Avedissian had enjoyed medical school. The fact that he had been three years older than most of his fellow students had been a help rather than a hindrance in that, with more experience of life, he had been better able to avoid the traditional distractions that face students on their first time away from home. He had worked hard and done well.
His hard work and dedication to the profession he loved had rewarded him with a consultancy at an early age, and with his marriage to Linda contentment had appeared to have been within his grasp. But then came the day when Michael Fielding had been admitted to St Jude's. It had not been a difficult case to diagnose for the brain tumour had been very clear and the fact that it had been sited in an inoperable position had also been beyond doubt. A sad but straightforward case. Avedissian remembered how he had taken the parents into a ward side-room to tell them.

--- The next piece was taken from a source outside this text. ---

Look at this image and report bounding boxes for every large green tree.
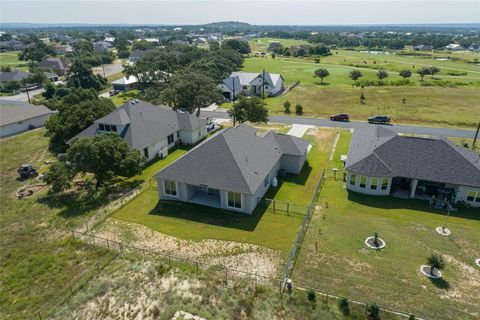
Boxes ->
[228,96,268,125]
[159,68,223,115]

Michael had been their only son and their obvious distress had made it all the more difficult. Somewhere outside a contractor's steam hammer had been busy on the foundations of a new wing for the hospital and on that morning it had seemed like an obscenity. The callous indifference of its thump had punctuated what Avedissian had had to say in all the wrong places.

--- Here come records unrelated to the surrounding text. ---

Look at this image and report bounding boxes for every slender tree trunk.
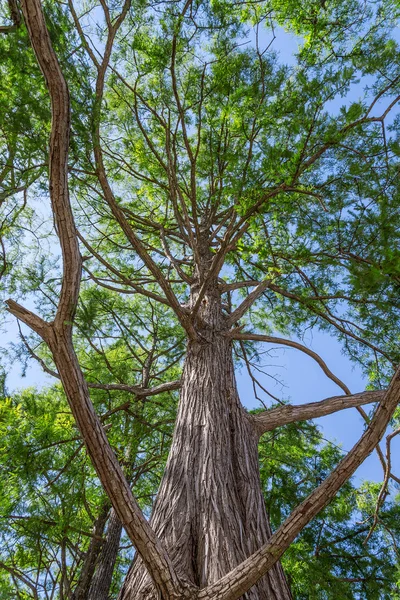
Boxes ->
[72,499,110,600]
[87,509,122,600]
[119,278,291,600]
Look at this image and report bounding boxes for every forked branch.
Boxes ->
[198,368,400,600]
[230,330,351,395]
[250,390,386,435]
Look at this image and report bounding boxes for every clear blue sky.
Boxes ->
[0,23,400,496]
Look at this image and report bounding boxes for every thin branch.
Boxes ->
[249,390,386,435]
[198,368,400,600]
[229,331,351,395]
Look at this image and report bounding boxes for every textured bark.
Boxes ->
[119,274,291,600]
[250,390,386,435]
[72,501,110,600]
[8,0,190,600]
[87,509,122,600]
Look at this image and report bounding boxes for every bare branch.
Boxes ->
[229,331,351,395]
[226,279,271,327]
[8,0,191,600]
[249,390,386,435]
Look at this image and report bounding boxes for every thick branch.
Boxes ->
[249,390,386,435]
[8,0,191,600]
[226,279,271,327]
[22,0,82,327]
[198,368,400,600]
[230,331,351,395]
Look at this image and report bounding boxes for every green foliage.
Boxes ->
[0,0,400,600]
[260,423,400,600]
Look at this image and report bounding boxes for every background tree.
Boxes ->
[1,0,400,600]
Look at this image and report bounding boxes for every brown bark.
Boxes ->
[249,390,386,435]
[198,367,400,600]
[87,509,122,600]
[72,501,110,600]
[8,0,188,600]
[119,278,291,600]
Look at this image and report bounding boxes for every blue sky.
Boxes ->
[0,18,400,496]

'He is going to die isn't he?' the woman had asked with brim-full eyes.
'Yes, I'm afraid so.'
'How long?' Her voice had dropped to a whisper as if she were afraid of the words.
‘Two months at most.'
'Will he suffer much pain?'
Avedissian had been unprepared for the question and he had dithered long enough for the woman to see the true answer to her question. He had tried to assure the parents that pain-killing medication would be given.
'But will it work?' the woman had asked.
In his heart Avedissian had known that, from the type and position of the tumour, standard pain medication would not have been much use but he had been reluctant to say so to the couple. Once again the woman had read the truth in his eyes and had said, 'I really don't want my son to suffer.'
Avedissian had remained silent.
The woman had taken her husband's hand in her lap and said with plain meaning, 'Anything you can do…would be appreciated.'
Michael Fielding had died peacefully in his sleep two days later. His parents were at his bedside at the end and Avedissian had been on hand to comfort them. It seemed to all present that God's will had been done, but Sister Veronica Ashwood had disagreed. In her book, and her book was the Bible, God's will had certainly not been done. Murder had been done and she had noticed the dose that Avedissian had administered.